Airline stocks have had a rough ride in the first half of 2019, and the majority of them have underperformed the broader markets. The U.S. Global Jets ETF (JETS), whose portfolio consists of cargo and passenger airlines, aircraft manufacturers, and airport and terminal services stocks, gained just 8.4% in the first half of 2019. The ETF underperformed major US indexes, including the Dow Jones, the NASDAQ, and the S&P 500, which gained 14%, 20.7%, and 17.3%, respectively, in the same timeframe.
Among the major US air carriers, Spirit Airlines (SAVE) is the worst performer with a 17.6% loss as of the end of June. United Airlines (UAL), American Airlines (AAL), Hawaiian Holdings (HA), and Alaska Air Group (ALK) increased in the low-single-digit range of 4.6%, 1.6%, 3.9%, and 5%, respectively, during the same timeframe. Delta Air Lines (DAL) and Southwest Airlines (LUV) were the few carriers that recorded a double-digit gain in their share prices of 13.7% and 10.1%, respectively.
Why airlines underperformed
Multiple factors were responsible for airline stocks’ dismal performance during the first half of 2019. Rising concerns of a global slowdown and uncertainty over the US-China trade negotiations kept the entire market highly volatile throughout this year.
Moreover, investors turned cautious over airlines’ growth prospects after the majority of them reported sluggish top-line growth in the first quarter of 2019. The carriers faced massive flight cancelations during the quarter due to the partial government shutdown in January, severe winter conditions, and the worldwide ban on Boeing (BA) 737 MAX planes. Airlines stated that the factors mentioned above negatively impacted their overall financial performance in the first quarter.
In a March 27 regulatory filing, Southwest Airlines disclosed over 9,400 flight cancelations in the first quarter due to unfavorable weather, unscheduled maintenance disruptions, and ongoing troubles with MAX jets. American Airlines faced 2,140 flight cancelations due to government shutdown and the grounding of its 24 Boeing 737 MAX planes.
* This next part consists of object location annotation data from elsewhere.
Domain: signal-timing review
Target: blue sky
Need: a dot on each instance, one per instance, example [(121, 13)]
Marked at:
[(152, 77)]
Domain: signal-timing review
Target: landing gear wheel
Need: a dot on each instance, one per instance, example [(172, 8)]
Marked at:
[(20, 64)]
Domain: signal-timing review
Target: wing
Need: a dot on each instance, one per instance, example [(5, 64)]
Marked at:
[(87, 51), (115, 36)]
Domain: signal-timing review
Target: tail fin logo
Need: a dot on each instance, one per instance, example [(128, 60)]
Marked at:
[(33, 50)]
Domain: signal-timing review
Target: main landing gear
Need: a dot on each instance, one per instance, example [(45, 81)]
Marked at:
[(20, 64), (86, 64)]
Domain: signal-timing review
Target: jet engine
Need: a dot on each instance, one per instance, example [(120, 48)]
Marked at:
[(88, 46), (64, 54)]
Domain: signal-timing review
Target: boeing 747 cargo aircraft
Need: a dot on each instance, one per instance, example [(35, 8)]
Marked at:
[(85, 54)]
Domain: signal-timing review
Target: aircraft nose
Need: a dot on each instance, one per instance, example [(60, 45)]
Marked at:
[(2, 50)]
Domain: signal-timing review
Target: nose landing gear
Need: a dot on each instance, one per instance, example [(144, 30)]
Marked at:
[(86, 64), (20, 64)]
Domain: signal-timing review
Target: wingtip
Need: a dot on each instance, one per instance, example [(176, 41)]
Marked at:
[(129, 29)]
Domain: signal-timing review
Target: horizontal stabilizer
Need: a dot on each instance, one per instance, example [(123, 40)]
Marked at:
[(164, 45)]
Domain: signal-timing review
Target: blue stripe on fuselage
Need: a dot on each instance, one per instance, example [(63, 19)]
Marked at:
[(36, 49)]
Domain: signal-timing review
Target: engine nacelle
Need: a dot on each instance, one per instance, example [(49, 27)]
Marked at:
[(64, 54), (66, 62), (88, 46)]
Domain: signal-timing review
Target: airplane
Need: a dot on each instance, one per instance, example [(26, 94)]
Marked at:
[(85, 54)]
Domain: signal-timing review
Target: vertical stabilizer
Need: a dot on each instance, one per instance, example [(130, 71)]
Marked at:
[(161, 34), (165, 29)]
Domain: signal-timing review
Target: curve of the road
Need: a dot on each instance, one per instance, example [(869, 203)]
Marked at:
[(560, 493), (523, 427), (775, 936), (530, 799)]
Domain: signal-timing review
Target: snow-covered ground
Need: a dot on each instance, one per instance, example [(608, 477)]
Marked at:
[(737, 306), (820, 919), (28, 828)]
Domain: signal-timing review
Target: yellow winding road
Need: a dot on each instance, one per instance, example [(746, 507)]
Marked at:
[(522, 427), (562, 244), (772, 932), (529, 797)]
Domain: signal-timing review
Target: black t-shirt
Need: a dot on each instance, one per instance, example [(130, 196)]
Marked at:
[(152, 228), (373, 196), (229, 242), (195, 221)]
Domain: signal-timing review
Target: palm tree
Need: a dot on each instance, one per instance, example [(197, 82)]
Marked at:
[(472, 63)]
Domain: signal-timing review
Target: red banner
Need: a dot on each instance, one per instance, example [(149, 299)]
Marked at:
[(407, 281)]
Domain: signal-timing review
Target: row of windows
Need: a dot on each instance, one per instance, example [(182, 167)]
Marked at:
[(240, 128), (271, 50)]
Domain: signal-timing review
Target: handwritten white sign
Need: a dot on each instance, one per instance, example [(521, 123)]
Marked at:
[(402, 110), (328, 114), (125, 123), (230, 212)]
Boeing 737 MAX jets have been banned from flying after two deadly accidents that killed 346 people. Industry experts believe that Boeing would get safety approval for its troubled jets by October and then airlines would be able to resume their MAX services by the end of December.
Southwest, American, and United Airlines together own 72 737 Max aircraft. Southwest Airlines has announced removing all its MAX flights from the flying schedule through October 1. American and United airlines have extended their MAX flight cancelations through August. The longer these planes remain grounded, the more it will hurt airlines.
How analysts view airline stocks
Despite a dismal first-half performance, analysts are still bullish on the airline industry, and they have provided a “buy” recommendation to the majority of stocks in the space. American Airlines and Spirit Airlines are Goldman Sachs’ favorites, while Credit Suisse’s favorite stock list includes Alaska Air Group and Southwest Airlines in addition to Spirit Airlines.
Wall Street’s average target price on American, Spirit, Southwest, and Alaska Airlines suggests a return of 26%, 37.3%, 15.1%, and 16.8%, respectively, over the next year. All the four stocks have received a consensus “buy” recommendation from analysts polled by Reuters.